Archive for May, 2012

Perfect forwarding and overload resolution

Wednesday, May 30th, 2012

One of the things that are made possible in C++11 thanks to rvalue references is perfect forwarding. I am sure you’ve already read about this feature and seen some examples. However, as with many new features in C++11, when we move beyond toy code and start using them in real applications, we often discover interactions with other language features that weren’t apparent initially. Interestingly, I’ve already run into a somewhat surprising side effect of perfect forwarding, which I described in the “Rvalue reference pitfalls” post. Today I would like to explore another such interaction, this time between perfect forwarding and overload resolution.

If we have just have one function (or constructor, etc.) that implements perfect forwarding, then the compiler’s job in resolving a call to such a function is straightforward. However, if a forwarding function is part of an overloaded set, then things can get interesting. Suppose we have the following existing set of overloaded functions:

void f (int);
void f (const std::string&);

And here are some sample calls of these functions:

int i = 1;
std::string s = "aaa";
 
f (i);     // f(int)
f (2);     // f(int)
f (s);     // f(string)
f ("bbb"); // f(string)

Suppose we now want to add a “fallback” function that forwards the call to some other function g(). The idea here is that our fallback function should only be used if none of the existing functions can be called. Sounds easy, right?

template <typename T>
void f (T&& x)
{
  g (x);
}

With this addition, let’s see which functions get called for the above example:

f (i);     // f(int)
f (2);     // f(int)
f (s);     // f(T&&) [T = std::string&]
f ("bbb"); // f(T&&) [T = const char (&)[4]]

Whoa, what just happen? This is definitely not something that we want. We expect the C++ compiler to select the most specialized functions which in this case means the compiler should prefer non-templates over our forwarding function. As it turns out, this is still the rule but things get a bit more complex because of the perfect forwarding. Remember that the whole idea of perfect forwarding is that we get the perfect parameter type for whatever argument we pass. The C++ compiler will still choose the most specialized function (non-template in our case) over the forwarding function if it has the parameter type that matches the argument perfectly. Otherwise the forwarding function is a better match.

With this understanding it is easy to explain the above example.
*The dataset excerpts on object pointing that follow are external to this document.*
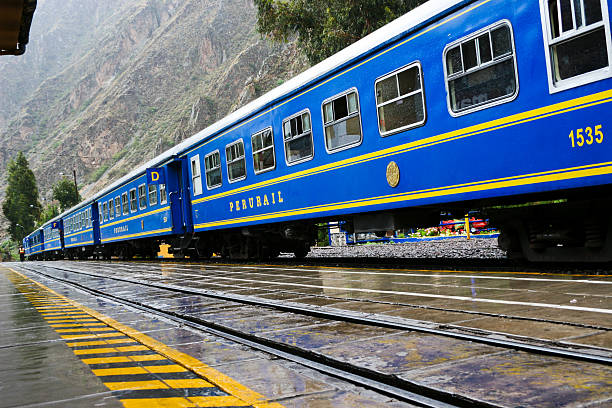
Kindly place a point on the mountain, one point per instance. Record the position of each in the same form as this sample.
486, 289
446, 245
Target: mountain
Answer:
105, 86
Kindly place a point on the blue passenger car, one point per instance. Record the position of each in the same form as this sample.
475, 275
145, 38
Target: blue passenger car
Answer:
457, 105
36, 244
53, 234
481, 102
80, 231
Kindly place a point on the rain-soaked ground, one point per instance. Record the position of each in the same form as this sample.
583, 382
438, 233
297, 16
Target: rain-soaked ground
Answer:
559, 310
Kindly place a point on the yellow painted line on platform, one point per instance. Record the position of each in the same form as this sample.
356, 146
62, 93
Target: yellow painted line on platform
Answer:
136, 385
104, 360
180, 362
103, 350
118, 371
132, 348
100, 342
85, 329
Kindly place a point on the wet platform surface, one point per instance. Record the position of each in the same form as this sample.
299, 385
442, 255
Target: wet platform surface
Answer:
569, 309
63, 348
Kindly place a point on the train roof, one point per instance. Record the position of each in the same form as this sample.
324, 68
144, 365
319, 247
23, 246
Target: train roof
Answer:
413, 20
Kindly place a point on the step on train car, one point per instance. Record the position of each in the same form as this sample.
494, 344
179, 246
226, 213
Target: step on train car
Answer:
496, 105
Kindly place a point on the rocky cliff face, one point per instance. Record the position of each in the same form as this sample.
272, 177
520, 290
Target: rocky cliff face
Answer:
106, 86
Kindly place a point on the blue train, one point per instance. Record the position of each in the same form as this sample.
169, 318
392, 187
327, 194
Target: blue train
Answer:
499, 105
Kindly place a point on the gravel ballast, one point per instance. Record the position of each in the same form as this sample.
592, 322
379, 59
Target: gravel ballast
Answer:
482, 248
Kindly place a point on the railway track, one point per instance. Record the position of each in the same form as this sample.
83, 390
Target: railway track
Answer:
115, 276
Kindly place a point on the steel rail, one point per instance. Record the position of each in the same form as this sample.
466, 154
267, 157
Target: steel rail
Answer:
366, 319
389, 385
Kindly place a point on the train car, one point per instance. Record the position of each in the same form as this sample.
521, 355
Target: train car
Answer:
137, 214
80, 231
26, 247
35, 244
365, 136
53, 239
494, 105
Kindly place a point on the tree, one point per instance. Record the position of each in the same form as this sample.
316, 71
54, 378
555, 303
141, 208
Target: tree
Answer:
324, 27
66, 193
21, 206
In the first call the argument type is int&. Both f(int) and f(int&) (signature of the forwarding function after reference collapsing) match perfectly and the former is selected as the most specialized. The same logic applies to the second call except that the signature of the forwarding function becomes f(int&&).

The last two calls are more interesting. The argument type of the second last call is std::string&. Possible matches are f(const std::string&) and f(std::string&) (again, signature of the forwarding function after reference collapsing). In this case, the second signature is a better match.
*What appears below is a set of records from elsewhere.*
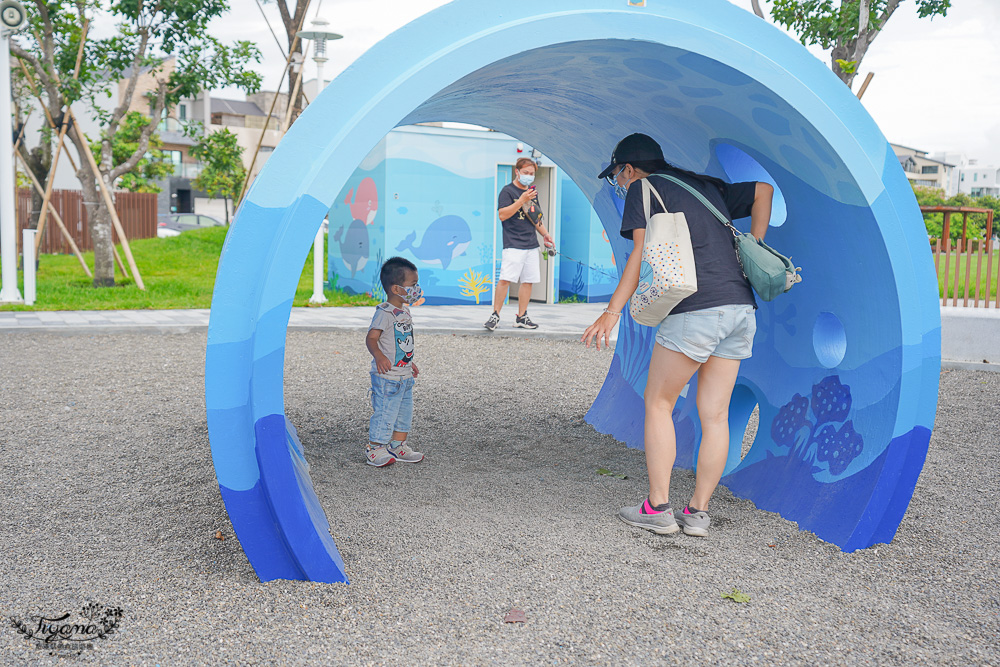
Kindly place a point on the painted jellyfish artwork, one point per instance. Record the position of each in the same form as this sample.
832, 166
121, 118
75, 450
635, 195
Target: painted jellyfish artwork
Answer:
845, 367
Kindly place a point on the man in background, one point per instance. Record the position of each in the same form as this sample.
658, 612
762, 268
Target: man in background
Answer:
520, 260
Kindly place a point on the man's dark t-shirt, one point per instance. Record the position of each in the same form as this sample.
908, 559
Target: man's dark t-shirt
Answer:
720, 277
518, 232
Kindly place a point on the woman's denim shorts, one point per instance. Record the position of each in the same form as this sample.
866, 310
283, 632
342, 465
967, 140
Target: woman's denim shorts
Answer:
720, 331
392, 402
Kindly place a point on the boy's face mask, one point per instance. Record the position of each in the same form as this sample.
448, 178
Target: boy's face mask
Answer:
412, 294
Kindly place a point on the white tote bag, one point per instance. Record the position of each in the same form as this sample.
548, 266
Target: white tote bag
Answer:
667, 273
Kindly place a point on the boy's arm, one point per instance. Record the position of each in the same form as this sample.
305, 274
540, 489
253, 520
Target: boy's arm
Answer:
382, 362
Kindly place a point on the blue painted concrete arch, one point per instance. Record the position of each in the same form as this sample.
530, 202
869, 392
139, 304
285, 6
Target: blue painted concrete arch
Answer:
845, 366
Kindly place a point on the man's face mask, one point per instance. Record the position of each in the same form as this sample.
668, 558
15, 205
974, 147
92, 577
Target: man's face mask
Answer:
412, 294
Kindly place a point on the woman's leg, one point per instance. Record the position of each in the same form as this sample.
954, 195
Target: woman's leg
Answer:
669, 371
716, 380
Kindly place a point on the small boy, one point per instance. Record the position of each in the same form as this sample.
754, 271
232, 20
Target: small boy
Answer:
390, 341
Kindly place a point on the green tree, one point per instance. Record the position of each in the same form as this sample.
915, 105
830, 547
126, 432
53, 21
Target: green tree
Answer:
844, 27
150, 168
222, 171
166, 44
977, 222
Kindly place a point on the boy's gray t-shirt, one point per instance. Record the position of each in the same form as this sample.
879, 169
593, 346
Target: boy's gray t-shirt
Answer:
396, 341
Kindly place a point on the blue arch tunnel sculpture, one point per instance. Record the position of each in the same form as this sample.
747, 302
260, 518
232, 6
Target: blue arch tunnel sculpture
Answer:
845, 366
In the last call, the argument type is const char (&)[4] (reference to an array of four constant characters). While the forwarding function is happy to oblige again, f(const std::string&) can only be applied with implicit conversion. So it is not even considered! Note something else interesting here: it is perfectly plausible that the call to g() inside forwarding f() will also require an implicit conversion. But that fact is not taken into account during overload resolution of the call to f(). In other words, perfect forwarding can hide implicit conversions.

Ok, now we know why our code doesn’t work. The question is how do we fix it? From experience (see the link above), it seems that the best way to resolve such issues is to disable the forwarding function for certain argument types using std::enable_if. Ideally, the test that we would like to perform in plain English would sound like this: “can any of the non-forwarding functions be called with this argument type”? If the answer is yes, then we disable the forwarding function. Here is the outline:

template <typename T,
          typename std::enable_if<!test<T>::value, int>::type = 0>
void f (T&& x)
{
  ...
}

Unfortunately, there doesn’t seem to be a way to create such a test (i.e., there is no way to exclude the forwarding function from the overload resolution; though if you know how to achieve something like this, do tell). The next best thing is to test whether the argument type is the same as or can be implicitly converted to the parameter type of a non-forwarding function. Here is how we can fix our code using this method:

template <typename T,
          typename std::enable_if<
            !(std::is_same<T, std::string&>::value ||
              std::is_convertible<T, std::string>::value), int>::type = 0>
void f (T&& x)
{
  ...
}

Besides looking rather hairy, the obvious disadvantage of this approach is that we have to do this test for every non-forwarding function. To make the whole thing tidier we can create a helper that allows us to test multiple types at once:

template <typename T,
          typename disable_forward<T, std::string, std::wstring>::type = 0>
void f (T&& x)
{
  ...
}

Here is the implementation of disable_forward using C++11 variadic templates:

template <typename T, typename T1, typename ... R>
struct same_or_convertible
{
  static const bool value =
    std::is_same<T, T1>::value ||
    std::is_convertible<T, T1>::value ||
    same_or_convertible<T, R...>::value;
};
 
template <typename T, typename T1>
struct same_or_convertible<T, T1>
{
  static const bool value =
    std::is_same<T, T1>::value ||
    std::is_convertible<T, T1>::value;
};
 
template <typename T, typename ... R>
struct disable_forward
{
  static const bool value = same_or_convertible<
    typename std::remove_reference<
      typename std::remove_cv<T>::type>::type,
    R...>::value;
 
  typedef typename std::enable_if<value, int> type;
};

And the overall moral of the story is this: when using perfect forwarding watch out for unexpected interactions with other language features.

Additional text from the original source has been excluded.